Quand un commis vient contredire l’élu du peuple...

mardi 7 octobre 2014 par Arimi Choubadé

Lui, c’est l’élu du peuple, Président de la République, chef de l’Etat, chef du gouvernement, chef suprême des armées. Il fait une promesse à son peuple, la veille de la symbolique fête de l’indépendance, le 31 juillet 2014, dans une déclaration solennelle à la nation. Quelques mois plus tôt en décembre 2013, une précédente proclamation, tout aussi solennelle, a eu lieu, sur le même objet, devant l’Assemblée nationale, en plein hémicycle, au palais des gouverneurs de Porto-Novo. Des actes constitutifs du pacte républicain entre le peuple et son élu. Tout cela enrayé d’un trait par une apparition anodine, dans les médias, d’un commis de l’Etat, président de la Cour suprême sans aucun mandat du peuple, sans aucune légitimité populaire, dans une désinvolture affligeante, débarrassée de toute solennité. Autrement dit, le Président de la République, Yayi Boni promet à son peuple des élections à bonne date puis des municipales avant la fin 2014. Et le Président de la Cour suprême, Ousmane Batoko vient, à sa suite, remettre cette promesse solennelle en cause, renvoyant désormais les municipales aux calendes grecques alors qu’elles étaient attendues pour fin 2014 après bientôt plus de deux ans de retard.

Il s’agit là d’un report des municipales en contradiction flagrante avec les promesses présidentielles.
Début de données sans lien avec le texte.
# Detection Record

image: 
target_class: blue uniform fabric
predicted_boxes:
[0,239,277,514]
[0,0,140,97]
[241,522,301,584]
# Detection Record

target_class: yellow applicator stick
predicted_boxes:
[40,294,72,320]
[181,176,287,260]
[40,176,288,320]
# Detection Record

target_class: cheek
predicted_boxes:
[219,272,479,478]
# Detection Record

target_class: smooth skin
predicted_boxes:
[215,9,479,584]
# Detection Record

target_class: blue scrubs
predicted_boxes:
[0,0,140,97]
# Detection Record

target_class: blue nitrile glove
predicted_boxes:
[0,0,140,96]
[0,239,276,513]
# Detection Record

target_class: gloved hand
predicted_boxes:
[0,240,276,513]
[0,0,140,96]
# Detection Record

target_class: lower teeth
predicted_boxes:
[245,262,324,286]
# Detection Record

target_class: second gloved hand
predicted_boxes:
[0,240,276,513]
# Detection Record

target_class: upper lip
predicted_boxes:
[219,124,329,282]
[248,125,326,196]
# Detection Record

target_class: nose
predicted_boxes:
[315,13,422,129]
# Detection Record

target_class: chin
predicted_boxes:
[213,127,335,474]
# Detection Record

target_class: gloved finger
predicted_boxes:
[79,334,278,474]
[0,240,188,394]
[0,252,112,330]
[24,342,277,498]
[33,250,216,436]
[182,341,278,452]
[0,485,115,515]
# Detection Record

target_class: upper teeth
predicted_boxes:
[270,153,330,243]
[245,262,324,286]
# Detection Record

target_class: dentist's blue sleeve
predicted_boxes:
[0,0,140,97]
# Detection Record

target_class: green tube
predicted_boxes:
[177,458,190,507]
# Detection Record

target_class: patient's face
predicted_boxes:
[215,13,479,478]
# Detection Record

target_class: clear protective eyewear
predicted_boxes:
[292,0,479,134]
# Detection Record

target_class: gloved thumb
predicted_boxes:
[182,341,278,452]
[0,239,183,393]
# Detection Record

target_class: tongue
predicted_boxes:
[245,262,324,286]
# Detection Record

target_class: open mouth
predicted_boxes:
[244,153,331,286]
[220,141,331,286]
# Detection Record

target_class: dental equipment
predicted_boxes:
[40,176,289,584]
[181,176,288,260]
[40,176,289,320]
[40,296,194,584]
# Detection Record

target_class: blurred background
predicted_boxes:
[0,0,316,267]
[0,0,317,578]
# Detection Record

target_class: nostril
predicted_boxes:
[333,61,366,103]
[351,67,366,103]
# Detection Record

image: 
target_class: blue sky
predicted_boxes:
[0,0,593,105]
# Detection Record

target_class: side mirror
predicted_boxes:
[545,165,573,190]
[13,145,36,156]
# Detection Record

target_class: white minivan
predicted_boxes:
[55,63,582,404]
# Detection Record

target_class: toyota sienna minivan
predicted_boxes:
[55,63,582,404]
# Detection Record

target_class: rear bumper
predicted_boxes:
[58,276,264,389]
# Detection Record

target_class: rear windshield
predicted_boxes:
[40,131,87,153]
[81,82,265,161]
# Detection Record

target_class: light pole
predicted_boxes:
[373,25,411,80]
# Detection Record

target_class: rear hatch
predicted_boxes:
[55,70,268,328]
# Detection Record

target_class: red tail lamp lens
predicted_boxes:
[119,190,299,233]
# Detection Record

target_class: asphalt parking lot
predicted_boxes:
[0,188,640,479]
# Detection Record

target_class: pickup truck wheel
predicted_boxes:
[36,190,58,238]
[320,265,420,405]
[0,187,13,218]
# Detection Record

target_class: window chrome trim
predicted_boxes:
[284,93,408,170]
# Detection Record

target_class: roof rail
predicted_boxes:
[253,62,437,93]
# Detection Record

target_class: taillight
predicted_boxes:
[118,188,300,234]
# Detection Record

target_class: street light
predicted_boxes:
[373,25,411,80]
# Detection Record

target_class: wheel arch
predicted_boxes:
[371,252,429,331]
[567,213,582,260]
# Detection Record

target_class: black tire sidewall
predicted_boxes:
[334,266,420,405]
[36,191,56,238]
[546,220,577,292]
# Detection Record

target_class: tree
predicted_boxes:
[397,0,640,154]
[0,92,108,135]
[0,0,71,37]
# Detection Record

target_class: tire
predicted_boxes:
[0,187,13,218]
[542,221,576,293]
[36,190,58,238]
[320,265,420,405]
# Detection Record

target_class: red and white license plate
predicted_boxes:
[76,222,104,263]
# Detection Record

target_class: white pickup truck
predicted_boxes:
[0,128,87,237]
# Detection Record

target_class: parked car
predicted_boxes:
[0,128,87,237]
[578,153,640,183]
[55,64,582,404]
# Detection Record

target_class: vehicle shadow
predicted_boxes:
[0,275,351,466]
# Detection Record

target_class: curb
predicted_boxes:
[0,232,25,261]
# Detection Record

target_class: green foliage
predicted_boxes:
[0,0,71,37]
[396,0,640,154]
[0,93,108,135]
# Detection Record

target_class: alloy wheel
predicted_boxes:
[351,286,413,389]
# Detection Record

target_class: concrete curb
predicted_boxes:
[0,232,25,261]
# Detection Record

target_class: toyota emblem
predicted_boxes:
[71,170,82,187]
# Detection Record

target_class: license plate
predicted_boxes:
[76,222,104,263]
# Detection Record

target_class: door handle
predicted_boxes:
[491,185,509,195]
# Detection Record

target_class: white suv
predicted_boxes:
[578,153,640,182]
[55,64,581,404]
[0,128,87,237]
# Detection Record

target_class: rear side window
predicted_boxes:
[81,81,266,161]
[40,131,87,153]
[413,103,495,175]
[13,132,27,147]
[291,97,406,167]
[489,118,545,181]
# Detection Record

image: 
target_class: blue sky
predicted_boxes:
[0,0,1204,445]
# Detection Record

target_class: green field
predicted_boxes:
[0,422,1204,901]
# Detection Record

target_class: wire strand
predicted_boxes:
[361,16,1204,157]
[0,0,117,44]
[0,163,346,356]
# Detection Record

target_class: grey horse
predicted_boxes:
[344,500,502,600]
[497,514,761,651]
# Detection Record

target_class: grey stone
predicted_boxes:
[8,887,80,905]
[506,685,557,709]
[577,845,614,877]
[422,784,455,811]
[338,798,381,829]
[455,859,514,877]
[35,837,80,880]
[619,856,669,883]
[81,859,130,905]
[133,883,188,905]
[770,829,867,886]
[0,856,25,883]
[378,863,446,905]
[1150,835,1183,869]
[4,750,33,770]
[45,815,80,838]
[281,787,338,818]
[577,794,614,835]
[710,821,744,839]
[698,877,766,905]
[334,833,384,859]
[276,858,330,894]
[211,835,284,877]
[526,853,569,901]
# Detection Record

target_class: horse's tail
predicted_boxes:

Le désormais tristement célèbre conclave entre les présidents des institutions constitutionnelles à savoir le Conseil économique et sociale, la Haute autorité de l’audiovisuel et de la communication, la Cour constitutionnelle, l’Assemblée nationale et la Cour suprême a encore fait parler de lui. Ce n’est pas tant le fait que des citoyens, responsables à divers niveaux éprouvent le besoin de se réunir pour discuter qui gêne. Mais l’organisation de la République est basée sur l’universalité constitutionnelle. En ce sens, l’article 28 du règlement intérieur de la Cour constitutionnelle stipule que : " La procédure devant la Cour Constitutionnelle est écrite, gratuite et secrète". Ce qui veut dire que même pour solliciter un avis auprès des sages, il faut leur écrire et attendre qu’ils rendent publique leur réponse par une décision publiée au journal officiel. Les conciliabules et autres réunions publiques avec d’autres personnalités en vue de décisions à prendre ou d’avis à donner sont proscrits par la loi suprême c’est à dire le bloc de constitutionnalité. La délibération entre les présidents des institutions rendue publique le 05 octobre 2014 relève de l’ubuesque et viole la conscience du peuple souverain qui s’est doté de sa constitution par un référendum en 1990.

Parlant de légitimité, le président de la Cour suprême promu porte-parole du curieux conclave a porté l’outrecuidance à son paroxysme en minorant l’impact de l’absence du président du parlement sur une question qui porte sur l’organisation des élections. Or, dans toute démocratie représentative comme celle du Bénin, c’est bien le législateur qui consacre les distributions de rôle dans le fonctionnement de l’Etat. Mais sur ce coup-là, tous les rôles ont été distribués, les paroles ont été prises, les décisions ont été annoncées directement au peuple sans que ses représentants élus ne soient concernés.

La matière sur laquelle Batoko a pris la responsabilité aussi grave de se prononcer porte sur la date des élections ; non pas en qualité de président de la Cour suprême compétente pour trancher le contentieux électoral à l’occasion des municipales mais plutôt en tant que porte-parole d’une structure informelle voire en conflit avec la constitution. Or, la convocation du corps électoral est du ressort exclusif du chef de l’Etat ; sous réserve d’une consultation du Cos/Lépi et de la Céna. Aucun texte de la République n’a mentionné une quelconque consultation de la Haac, du Ces, de la Cour suprême ou de la Cour constitutionnelle (sans un écrit pour les deux juridictions citées) avant de convoquer le corps électoral. Se pose alors la question de la crédibilité des déclarations du porte-parole du "truc" en concertation à la présidence le 06 octobre 2014 face aux promesses du chef de l’Etat seul détenteur du droit de convoquer le corps électoral.

Scénario cauchemardesque dirait l’autre !!!